İbret Verici Bir Hatıra
Zannediyorum 1969 yılı idi. Türkiye’de gelişen anarşi ve terör hadiseleri maalesef Erzurum Atatürk Üniversitesine de sıçramıştı. Marksist zihniyetli bir grup militan üniversite rektörlük makamına kadar yürümüş ve o zamanın rektörü rahmetli Kemal Bıyıkoğlu’nun makam koltuğunu yakmışlardı. Bu yersiz ve çirkin olay, vatanperver Erzurum halkını galeyana getirdi. Her kesimden insanların katıldığı kalabalık bir grup üniversiteye doğru haklı ve vakarlı bir yürüyüş yaptı. Teröristlerin yaktığı koltuğun yerine aldıkları yeni ve daha değerli bir koltuğu makam odasına koydular.
“Üniversiteyi biz kurduk, muhafaza etmesini de biliriz. Bu mübarek şehirde hiçbir zaman terör, fitne ve anarşiye katiyyen imkân ve fırsat tanımayız.”
mesajını verdiler.
Birkaç gün sonra görevli bir memur yanıma gelerek “Hocam, Emniyet müdürümüz sizinle görüşmek istiyor. Zahmet olmazsa müdüriyete gitmeniz lâzım.” deyince “Peki olur.” dedim ve gittik.

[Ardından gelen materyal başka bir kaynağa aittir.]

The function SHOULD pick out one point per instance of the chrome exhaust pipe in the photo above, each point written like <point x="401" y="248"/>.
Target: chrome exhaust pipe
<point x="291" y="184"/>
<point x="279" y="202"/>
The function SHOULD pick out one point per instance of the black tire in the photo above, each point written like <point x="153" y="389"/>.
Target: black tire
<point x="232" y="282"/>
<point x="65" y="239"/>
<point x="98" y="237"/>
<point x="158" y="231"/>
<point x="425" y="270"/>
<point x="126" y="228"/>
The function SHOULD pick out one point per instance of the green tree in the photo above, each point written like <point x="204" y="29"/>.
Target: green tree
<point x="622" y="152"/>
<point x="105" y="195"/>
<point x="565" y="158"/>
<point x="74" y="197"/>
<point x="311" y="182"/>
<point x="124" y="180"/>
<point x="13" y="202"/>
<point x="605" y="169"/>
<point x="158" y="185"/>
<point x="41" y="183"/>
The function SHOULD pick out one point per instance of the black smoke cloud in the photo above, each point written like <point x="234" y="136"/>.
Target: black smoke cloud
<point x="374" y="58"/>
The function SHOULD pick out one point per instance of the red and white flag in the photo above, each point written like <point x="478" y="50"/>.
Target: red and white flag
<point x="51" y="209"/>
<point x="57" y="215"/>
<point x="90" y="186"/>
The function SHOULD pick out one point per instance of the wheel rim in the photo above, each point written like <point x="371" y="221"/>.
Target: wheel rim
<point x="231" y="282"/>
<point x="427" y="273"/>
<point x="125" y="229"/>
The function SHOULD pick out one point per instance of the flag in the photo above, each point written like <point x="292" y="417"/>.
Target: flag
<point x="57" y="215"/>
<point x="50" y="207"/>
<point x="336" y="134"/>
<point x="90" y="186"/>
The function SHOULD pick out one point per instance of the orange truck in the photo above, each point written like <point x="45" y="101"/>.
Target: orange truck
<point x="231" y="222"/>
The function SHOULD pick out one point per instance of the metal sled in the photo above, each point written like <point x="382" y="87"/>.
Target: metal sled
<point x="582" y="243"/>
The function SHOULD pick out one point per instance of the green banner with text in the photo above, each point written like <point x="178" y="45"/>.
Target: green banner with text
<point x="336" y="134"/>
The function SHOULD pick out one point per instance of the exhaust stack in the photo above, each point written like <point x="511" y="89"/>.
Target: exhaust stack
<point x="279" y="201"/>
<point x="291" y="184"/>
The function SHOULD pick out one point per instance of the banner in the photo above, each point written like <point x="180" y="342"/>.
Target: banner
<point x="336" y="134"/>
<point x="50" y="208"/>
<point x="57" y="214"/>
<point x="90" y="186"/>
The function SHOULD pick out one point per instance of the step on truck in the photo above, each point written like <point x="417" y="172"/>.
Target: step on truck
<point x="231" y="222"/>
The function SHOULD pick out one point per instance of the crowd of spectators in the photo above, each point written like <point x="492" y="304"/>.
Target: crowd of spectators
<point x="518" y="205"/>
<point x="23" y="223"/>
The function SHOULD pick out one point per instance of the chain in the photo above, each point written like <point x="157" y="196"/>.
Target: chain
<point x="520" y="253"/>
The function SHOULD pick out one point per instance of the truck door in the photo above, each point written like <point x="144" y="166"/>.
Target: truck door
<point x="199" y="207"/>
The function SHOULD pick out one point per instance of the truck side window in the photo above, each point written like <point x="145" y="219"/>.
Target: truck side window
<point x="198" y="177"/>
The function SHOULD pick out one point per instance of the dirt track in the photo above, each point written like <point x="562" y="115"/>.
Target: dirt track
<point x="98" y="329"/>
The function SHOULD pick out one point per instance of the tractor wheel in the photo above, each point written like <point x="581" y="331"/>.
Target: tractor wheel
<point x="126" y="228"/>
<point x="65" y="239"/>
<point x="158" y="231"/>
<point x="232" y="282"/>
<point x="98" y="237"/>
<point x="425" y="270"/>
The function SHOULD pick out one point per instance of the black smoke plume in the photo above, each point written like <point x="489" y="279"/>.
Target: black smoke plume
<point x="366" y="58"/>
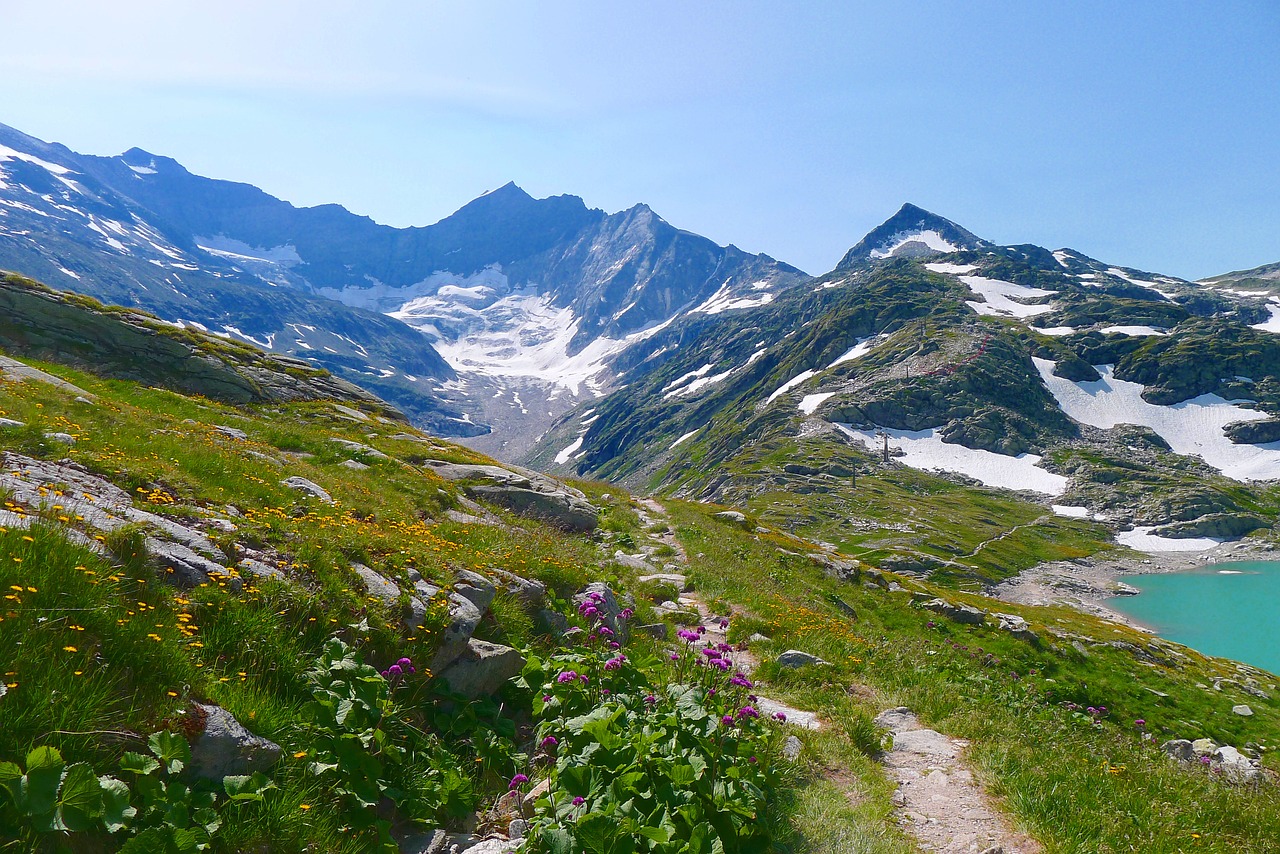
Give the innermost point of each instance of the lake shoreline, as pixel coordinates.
(1092, 583)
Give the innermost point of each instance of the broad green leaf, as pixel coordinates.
(169, 747)
(154, 840)
(117, 811)
(138, 763)
(560, 841)
(80, 800)
(247, 788)
(595, 832)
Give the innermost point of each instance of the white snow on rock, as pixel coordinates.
(1272, 323)
(9, 154)
(810, 402)
(723, 301)
(951, 269)
(928, 237)
(1192, 428)
(1001, 297)
(231, 249)
(1133, 330)
(860, 348)
(1143, 540)
(787, 386)
(685, 438)
(927, 451)
(567, 453)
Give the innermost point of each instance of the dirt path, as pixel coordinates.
(937, 799)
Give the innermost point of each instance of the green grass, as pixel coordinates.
(1074, 785)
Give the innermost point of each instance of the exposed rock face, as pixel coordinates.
(795, 658)
(481, 668)
(225, 748)
(522, 492)
(309, 487)
(960, 613)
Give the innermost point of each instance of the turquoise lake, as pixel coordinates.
(1228, 610)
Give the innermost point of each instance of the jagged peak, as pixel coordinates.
(912, 232)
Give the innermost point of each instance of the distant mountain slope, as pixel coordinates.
(524, 297)
(1134, 397)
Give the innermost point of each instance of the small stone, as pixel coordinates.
(1203, 747)
(225, 748)
(796, 658)
(309, 487)
(1179, 749)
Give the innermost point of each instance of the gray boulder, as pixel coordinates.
(309, 487)
(732, 517)
(481, 668)
(376, 584)
(1179, 749)
(225, 748)
(796, 658)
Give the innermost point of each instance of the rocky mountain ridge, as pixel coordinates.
(526, 298)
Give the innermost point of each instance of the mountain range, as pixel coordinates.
(617, 346)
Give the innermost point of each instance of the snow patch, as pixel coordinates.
(1191, 428)
(685, 438)
(231, 249)
(567, 453)
(809, 403)
(1001, 297)
(791, 383)
(1272, 323)
(1143, 540)
(927, 451)
(951, 269)
(723, 301)
(897, 241)
(1133, 330)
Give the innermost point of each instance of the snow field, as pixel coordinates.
(924, 450)
(1191, 428)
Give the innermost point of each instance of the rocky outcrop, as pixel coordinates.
(481, 668)
(961, 613)
(525, 493)
(225, 748)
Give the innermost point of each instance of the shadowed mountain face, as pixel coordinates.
(528, 300)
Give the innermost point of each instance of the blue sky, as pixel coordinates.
(1142, 133)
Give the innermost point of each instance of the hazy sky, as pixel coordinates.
(1142, 133)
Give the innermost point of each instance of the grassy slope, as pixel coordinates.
(124, 653)
(1075, 785)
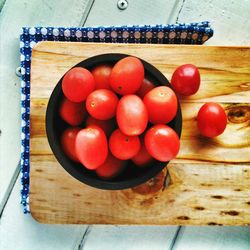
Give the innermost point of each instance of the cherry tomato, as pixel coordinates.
(131, 115)
(101, 74)
(145, 88)
(161, 103)
(107, 126)
(143, 158)
(102, 103)
(123, 146)
(127, 75)
(68, 140)
(186, 79)
(162, 142)
(91, 147)
(77, 84)
(212, 119)
(111, 168)
(71, 112)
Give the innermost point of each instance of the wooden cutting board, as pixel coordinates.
(210, 179)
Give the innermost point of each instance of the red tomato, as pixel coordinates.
(131, 115)
(71, 112)
(212, 119)
(91, 147)
(111, 168)
(161, 103)
(123, 146)
(127, 75)
(101, 74)
(68, 140)
(101, 104)
(143, 158)
(107, 126)
(186, 79)
(145, 88)
(77, 84)
(162, 142)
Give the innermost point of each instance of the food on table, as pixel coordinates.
(131, 115)
(211, 119)
(77, 84)
(161, 103)
(186, 79)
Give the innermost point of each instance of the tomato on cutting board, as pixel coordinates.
(161, 103)
(162, 142)
(71, 112)
(101, 74)
(211, 119)
(68, 140)
(131, 115)
(111, 168)
(186, 79)
(91, 147)
(77, 84)
(127, 75)
(124, 146)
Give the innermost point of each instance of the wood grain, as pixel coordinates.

Jandarma komutanı, emniyet müdürü ve diğer ilgililerin de hazır bulunduğu müdüriyete girdik. Emniyet müdürü bana dönerek,
“Hocam, bu komünist militanlar saf Müslümanları kandırıp sokağa dökmek istiyorlar. Tahriklere kapılan beş bin kişinin Rus baltalarıyla ve sopalarla birlikte sokağa çıkacakları istihbaratını aldık. Bu çok vahim bir hadisedir. Erzurum için telafisi mümkün olmayan felâketler doğurur. Bunun acısını hepimiz çekkeriz. Vakit geçmeden bir şeyler yapıp ciddi tedbirler almayı düşündük. Bu manada Erzurum’un değer verdiği ve sözü geçerli olan insanlarını devreye sokarak bu fitnenin önlenebileceğini düşündük. Onun için sizi buraya çağırdık.” dedi.
Ben de
“Bu hassasiyetiniz beni memnun etti, teşekkür ediyorum. Ancak belirttiğiniz gibi bu komünist militanlar sizleri de yanıltmış gibi geliyor bana. Çünkü değil beş bin baltalı on beş-yirmi baltalı insan bulun ve tespit edin, bu mesuliyeti üzerime almaya hazırım. Cihan Harbinden kalma beş-on Rus baltası ya bulunur ya bulunmaz. Erzurum halkı geçmişte olduğu gibi bundan sonra da fitneye, anarşiye her zaman karşı olacaktır. Devletine, milletine fevkalade bağlı ve itaatkârdır.” dedim.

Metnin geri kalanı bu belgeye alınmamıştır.